Deciphering azole resistance mechanisms with a focus on transcription factor-encoding genes TAC1, MRR1 and UPC2 in a set of fluconazole-resistant clinical isolates of Candida albicans.

Several and often combined mechanisms can lead to acquired azole resistance in Candida albicans and subsequent therapeutic failure. The aim of this study was to provide a complete overview of the molecular basis of azole resistance in a set of six C. albicans clinical isolates recovered from patients who failed azole therapy. For this purpose, expression levels of CDR1, MDR1 and ERG11 were investigated by reverse transcription PCR (RT-PCR) together with amplification and sequencing of the genes encoding their transcription factors TAC1, MRR1 and UPC2. In all, the data underline that azole resistance in this set of clinical isolates results from distinct, often combined, mechanisms, being mostly driven by CDR1 and/or MDR1 active efflux.
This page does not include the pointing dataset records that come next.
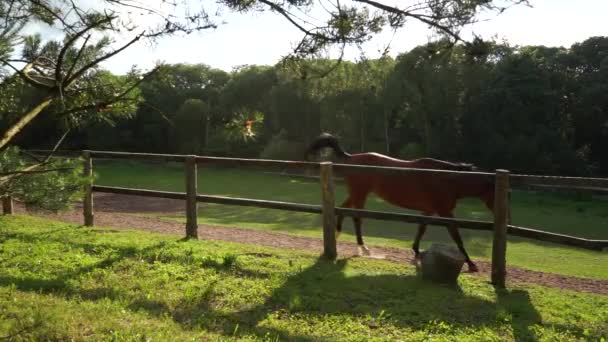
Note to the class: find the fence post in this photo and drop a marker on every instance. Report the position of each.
(501, 217)
(328, 211)
(7, 205)
(191, 192)
(87, 203)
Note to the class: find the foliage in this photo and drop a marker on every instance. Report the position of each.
(582, 214)
(279, 147)
(54, 185)
(72, 283)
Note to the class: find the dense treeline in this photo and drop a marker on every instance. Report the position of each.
(529, 109)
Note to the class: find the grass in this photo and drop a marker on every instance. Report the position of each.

We show that gain-of-function (GOF) mutations in the transcription-factor-encoding genes TAC1, MRR1 and UPC2 are a common event in azole-resistant C. albicans clinical isolates. In addition, together with the finding that these genes are highly permissive to nucleotide changes, we describe several novel mutations that could act as putative GOF mutations involved in fluconazole resistance.